How to Understand Zero-Knowledge Proofs

Motivation (Preface)

Before we start, I want to share why I'm doing this and what I hope to achieve.

In the last couple of years, I've been studying zero-knowledge proofs (ZKPs) and how they're used in blockchain technology. But it's been tough. The language used to explain these ideas is often very academic and hard to understand. To grasp what was going on, I had to learn a lot of new and complex concepts.

I think this is a problem. Right now, if you want to understand ZKPs, it feels like you need to have a master's degree in computer science or years of experience in academia. This means a lot of people who are interested in this technology can't get into it.

But I believe it doesn't have to be this way.

I will provide a comprehensive summary of each of the 19 chapters from the book titled "Proofs, Arguments, and Zero-Knowledge" written by researchers from Georgetown University and published in December 2022. By dissecting the information contained in each chapter, I try to present a detailed analysis and breakdown of the valuable insights and concepts covered in the book, enabling readers to gain a deep understanding of its content and specifically ZKPs.

With these summaries, I want to make ZKPs easier to understand for everyone, while also educating and learning for myself. I will try to explain this technology in a way that even a high school student can get it. I'll also introduce and explain other ideas and concepts you need to know to fully understand this technology.

The summary of every chapter will have a certain structure to amplify your gain of knowledge in the domain of zero knowledge (pun intended). The structure is as follows:

  1. Introduction

  2. Background Information

  3. Examples and Illustrations

  4. Main Points

  5. Discussion and Analysis

  6. Summary and Takeaways

  7. Preview of the Next Chapter

  8. Additional Resources

  9. Discussion questions

So, whether you're an experienced computer scientist or a high school student, I invite you to join me on this journey. Let's explore the world of ZKPs together!

Chapter 1: Introduction

1. Introduction

Welcome to the first release and [Part 1] of my summaries of the academic paper on zero-knowledge proofs written by Justin Thaler et al. called ‘’Proofs, Arguments, and Zero-Knowledge’’.

This week, we're diving into the first chapter, which sets the stage for our journey into the world of traditional and non-traditional proofs and their applications in computer science and cryptography. This chapter introduces us to the concept of non-traditional proofs specifically, a topic that will be central to our exploration of zero-Knowledge proofs.
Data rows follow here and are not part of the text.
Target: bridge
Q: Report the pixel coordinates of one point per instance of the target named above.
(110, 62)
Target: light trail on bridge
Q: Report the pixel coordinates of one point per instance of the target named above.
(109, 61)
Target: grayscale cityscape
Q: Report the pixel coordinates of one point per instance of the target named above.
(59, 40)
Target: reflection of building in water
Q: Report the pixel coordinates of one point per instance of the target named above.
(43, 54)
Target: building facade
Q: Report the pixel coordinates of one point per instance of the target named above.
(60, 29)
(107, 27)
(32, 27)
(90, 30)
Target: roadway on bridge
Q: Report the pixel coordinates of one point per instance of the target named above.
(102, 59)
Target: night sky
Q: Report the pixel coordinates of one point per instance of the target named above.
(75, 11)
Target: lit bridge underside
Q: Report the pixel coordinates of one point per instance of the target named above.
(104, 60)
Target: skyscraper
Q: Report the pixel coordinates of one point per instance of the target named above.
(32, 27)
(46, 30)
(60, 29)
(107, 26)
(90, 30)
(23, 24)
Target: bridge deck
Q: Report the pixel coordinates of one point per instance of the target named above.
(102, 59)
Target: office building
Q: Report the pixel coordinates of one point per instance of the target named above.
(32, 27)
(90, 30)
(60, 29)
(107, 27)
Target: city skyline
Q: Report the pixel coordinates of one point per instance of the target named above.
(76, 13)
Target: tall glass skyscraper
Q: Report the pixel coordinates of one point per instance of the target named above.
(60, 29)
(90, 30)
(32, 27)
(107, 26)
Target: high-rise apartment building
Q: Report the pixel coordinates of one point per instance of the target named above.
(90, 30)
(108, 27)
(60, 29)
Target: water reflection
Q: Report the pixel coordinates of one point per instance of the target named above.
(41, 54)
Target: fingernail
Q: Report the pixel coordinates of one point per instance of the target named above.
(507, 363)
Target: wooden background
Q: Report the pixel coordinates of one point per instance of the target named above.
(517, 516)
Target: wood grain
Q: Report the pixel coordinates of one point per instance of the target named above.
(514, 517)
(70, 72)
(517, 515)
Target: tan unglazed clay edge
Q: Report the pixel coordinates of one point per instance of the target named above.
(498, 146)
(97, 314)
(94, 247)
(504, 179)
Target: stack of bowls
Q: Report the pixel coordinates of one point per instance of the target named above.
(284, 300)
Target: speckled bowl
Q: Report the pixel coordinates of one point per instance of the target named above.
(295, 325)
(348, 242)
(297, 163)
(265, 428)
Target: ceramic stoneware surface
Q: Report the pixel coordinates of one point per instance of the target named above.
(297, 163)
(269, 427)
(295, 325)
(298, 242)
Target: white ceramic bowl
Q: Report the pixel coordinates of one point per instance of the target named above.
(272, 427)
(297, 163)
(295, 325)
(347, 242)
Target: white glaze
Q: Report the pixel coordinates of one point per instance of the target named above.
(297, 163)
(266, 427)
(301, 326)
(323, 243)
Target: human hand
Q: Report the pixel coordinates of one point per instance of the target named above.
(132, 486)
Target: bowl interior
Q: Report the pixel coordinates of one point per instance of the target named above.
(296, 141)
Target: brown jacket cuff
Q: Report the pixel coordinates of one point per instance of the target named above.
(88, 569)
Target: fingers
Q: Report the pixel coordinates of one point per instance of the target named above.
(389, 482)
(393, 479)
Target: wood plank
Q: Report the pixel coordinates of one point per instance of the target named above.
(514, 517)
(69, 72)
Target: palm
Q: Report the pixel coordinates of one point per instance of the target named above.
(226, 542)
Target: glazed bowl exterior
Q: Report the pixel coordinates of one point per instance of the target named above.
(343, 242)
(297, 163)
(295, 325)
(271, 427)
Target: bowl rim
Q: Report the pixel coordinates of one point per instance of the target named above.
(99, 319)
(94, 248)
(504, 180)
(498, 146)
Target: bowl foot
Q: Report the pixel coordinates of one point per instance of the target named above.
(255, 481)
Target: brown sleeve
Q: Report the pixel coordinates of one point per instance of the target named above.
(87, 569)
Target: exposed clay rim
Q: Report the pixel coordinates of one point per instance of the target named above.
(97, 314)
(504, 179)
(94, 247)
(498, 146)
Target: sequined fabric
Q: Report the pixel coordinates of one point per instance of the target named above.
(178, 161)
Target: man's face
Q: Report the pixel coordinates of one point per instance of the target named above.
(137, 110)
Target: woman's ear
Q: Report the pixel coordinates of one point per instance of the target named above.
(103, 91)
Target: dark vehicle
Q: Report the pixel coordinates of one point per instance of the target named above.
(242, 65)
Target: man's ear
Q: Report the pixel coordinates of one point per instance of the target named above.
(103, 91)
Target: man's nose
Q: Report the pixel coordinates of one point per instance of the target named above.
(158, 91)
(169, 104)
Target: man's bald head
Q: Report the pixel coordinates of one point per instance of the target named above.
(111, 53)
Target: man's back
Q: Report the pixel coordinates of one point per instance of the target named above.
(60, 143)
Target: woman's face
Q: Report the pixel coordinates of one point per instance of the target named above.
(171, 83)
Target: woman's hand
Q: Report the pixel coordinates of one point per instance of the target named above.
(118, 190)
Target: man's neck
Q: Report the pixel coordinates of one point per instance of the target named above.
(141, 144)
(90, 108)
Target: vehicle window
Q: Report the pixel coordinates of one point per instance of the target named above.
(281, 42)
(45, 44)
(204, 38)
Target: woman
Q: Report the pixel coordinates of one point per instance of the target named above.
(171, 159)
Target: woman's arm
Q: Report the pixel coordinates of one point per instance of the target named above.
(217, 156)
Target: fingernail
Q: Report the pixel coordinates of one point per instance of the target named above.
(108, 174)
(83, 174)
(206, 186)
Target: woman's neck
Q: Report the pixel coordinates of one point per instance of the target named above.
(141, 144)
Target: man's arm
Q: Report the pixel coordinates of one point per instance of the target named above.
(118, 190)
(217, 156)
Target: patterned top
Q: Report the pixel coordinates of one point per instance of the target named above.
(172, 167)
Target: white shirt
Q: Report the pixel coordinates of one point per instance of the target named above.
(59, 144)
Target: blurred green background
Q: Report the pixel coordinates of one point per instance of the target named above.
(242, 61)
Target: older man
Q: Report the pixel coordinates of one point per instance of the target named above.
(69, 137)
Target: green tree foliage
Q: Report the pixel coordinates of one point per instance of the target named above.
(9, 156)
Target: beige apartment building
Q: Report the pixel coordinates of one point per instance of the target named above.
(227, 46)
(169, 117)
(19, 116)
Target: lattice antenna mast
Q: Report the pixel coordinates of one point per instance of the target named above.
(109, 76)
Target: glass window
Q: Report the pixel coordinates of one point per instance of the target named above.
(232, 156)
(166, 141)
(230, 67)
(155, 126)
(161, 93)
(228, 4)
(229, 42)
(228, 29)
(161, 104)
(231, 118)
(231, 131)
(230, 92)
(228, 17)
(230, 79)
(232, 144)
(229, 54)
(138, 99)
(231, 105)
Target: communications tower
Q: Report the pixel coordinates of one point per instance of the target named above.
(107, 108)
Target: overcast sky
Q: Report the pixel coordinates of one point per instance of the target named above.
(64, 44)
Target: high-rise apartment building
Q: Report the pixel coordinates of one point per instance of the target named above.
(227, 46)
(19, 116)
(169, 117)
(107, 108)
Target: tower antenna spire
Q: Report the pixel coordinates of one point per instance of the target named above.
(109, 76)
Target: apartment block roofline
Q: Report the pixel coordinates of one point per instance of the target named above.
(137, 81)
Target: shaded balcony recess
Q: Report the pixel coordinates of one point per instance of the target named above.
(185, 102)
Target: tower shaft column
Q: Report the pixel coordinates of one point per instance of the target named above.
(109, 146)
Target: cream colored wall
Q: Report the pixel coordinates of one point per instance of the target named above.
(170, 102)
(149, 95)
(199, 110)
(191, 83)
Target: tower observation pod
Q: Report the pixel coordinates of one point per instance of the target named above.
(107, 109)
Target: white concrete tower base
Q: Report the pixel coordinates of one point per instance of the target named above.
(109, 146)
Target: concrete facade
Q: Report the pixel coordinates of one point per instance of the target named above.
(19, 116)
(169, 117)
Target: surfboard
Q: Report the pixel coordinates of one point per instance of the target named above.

This article begins by defining zero-knowledge proofs (ZKPs). It then explores the key distinctions between probabilistic and deterministic proof systems. Following this background information, the article delves into the core points of the chapter, presenting important characteristics of proofs along with their definitions. Additionally, this article introduces various non-traditional proof systems and illustrates their differences through simplified examples, aiding readers in comprehending their unique aspects. Subsequently, these proof systems are thoroughly discussed and analyzed, shedding light on their differences and trade-offs.

2. Background Information

Before we go into the specifics of the chapter, let's take a moment to understand what ZKPs are. These are cryptographic methods that allow one party (the prover) to prove to another party (the verifier) that they know a value x, without conveying any information apart from the fact that they know the value x. This concept is revolutionary in the field of cryptography and has wide-ranging applications, from secure authentication to digital signatures. Don’t worry if this is still too abstract for you, this whole endeavour will take months and is aimed to explain ZKPs and all their glory.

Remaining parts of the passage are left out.